While I agree that it would be cool, there are several reasons why (at least in oblivion's engine) it wouldn't work. The main one is that with the engine there is no feasible way to make it work unless all the cave were specifically on the cliffs/ridges of hills and mountains, which there were not many of. Even then they would have to have a hole in the ground which (to my knowledge from using the Construction Set) could not be done, as the ground is from a technical standpoint, a single mesh. Along with that there was the fact that enemies could easily detect through thin walls would make sneaking in cities very challenging. Finally, think about all the models from house interiors to random loot to NPCs. Now take all of that from EVERY building in Bruma and try and load it all at once. It won't work too well.
This is all (basically as you said) based on Oblivion's engine. And you can't compare a 5 year old engine with something like this today.
Firstly, I expect caves to not be in the middle of a forest as in Oblivion. They should be in more logical places. Near mountains or hills. Or if they are in a forest, at least made believable by not having them as a simply big, lonely rock with a door in it.

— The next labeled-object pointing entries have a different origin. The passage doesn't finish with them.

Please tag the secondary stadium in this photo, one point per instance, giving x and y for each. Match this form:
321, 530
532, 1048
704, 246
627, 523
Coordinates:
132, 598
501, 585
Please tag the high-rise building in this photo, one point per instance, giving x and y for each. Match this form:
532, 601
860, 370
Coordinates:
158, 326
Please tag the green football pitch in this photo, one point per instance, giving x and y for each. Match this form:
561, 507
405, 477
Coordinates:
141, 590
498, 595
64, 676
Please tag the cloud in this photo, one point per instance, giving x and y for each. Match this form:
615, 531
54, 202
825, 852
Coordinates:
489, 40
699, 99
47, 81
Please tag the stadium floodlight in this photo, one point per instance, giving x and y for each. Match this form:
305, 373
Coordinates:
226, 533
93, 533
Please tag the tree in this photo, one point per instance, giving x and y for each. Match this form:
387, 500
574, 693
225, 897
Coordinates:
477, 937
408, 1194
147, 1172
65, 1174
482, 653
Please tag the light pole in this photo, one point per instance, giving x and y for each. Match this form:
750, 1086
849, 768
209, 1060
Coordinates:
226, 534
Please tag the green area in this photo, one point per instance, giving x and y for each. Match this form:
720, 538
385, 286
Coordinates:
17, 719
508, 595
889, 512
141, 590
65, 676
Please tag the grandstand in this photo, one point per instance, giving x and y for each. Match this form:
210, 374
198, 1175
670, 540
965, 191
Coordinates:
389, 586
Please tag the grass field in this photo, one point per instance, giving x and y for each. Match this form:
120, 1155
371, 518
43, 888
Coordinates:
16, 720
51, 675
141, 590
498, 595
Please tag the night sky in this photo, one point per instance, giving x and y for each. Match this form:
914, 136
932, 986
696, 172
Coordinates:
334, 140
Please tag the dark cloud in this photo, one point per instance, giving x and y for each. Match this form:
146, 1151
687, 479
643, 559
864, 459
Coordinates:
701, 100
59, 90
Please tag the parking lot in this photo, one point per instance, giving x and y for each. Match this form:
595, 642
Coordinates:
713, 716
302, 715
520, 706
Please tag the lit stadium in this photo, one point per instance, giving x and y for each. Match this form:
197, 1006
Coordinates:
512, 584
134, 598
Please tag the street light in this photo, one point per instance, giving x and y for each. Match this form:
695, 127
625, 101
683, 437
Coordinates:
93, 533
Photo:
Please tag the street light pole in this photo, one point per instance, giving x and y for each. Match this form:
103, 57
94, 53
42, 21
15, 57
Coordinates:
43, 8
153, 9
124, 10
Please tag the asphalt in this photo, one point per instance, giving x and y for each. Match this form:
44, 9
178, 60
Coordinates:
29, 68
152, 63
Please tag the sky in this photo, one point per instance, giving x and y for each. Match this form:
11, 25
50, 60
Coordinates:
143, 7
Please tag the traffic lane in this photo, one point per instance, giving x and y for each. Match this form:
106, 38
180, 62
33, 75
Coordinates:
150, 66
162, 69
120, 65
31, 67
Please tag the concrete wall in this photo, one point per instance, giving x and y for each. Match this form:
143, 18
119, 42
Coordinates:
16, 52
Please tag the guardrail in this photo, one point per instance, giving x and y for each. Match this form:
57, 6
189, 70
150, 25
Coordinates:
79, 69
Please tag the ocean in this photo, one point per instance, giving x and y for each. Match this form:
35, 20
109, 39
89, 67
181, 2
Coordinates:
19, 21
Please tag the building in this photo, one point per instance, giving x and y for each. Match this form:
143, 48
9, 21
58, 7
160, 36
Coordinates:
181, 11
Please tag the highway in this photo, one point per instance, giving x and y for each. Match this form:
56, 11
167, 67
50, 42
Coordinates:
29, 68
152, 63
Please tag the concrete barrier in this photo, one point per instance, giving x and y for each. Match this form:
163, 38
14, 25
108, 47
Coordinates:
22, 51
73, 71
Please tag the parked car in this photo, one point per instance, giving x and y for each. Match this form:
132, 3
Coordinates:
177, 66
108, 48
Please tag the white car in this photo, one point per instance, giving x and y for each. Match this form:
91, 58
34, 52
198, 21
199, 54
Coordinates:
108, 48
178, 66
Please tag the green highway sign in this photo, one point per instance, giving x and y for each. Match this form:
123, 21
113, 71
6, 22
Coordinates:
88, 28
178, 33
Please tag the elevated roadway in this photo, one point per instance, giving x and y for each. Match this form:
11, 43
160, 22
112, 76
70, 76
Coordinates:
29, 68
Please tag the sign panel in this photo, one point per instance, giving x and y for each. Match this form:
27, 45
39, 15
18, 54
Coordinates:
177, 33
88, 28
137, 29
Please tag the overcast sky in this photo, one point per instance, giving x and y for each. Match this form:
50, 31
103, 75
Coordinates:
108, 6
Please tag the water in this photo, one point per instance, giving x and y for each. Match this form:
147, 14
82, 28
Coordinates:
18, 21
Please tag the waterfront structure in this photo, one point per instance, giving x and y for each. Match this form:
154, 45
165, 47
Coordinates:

Secondly, I have no idea how to do a hole in a ground, lol. But my guess is that after 5 years, technology has developed so far that they know how to dig a hole
Thirdly, AI can know when there is something in the way between you and an NPC. This was done in Oblivion. Archers didn't shoot if you were behind a building. Same theory can be implemented here.
Fourhtly, I don't know about this. Gamebryo handled lots of items
horribly. I've played other games with "real open" cities that have "real open" houses. No problems there. Shouldn't be any reason why Bethesda can't do this either then.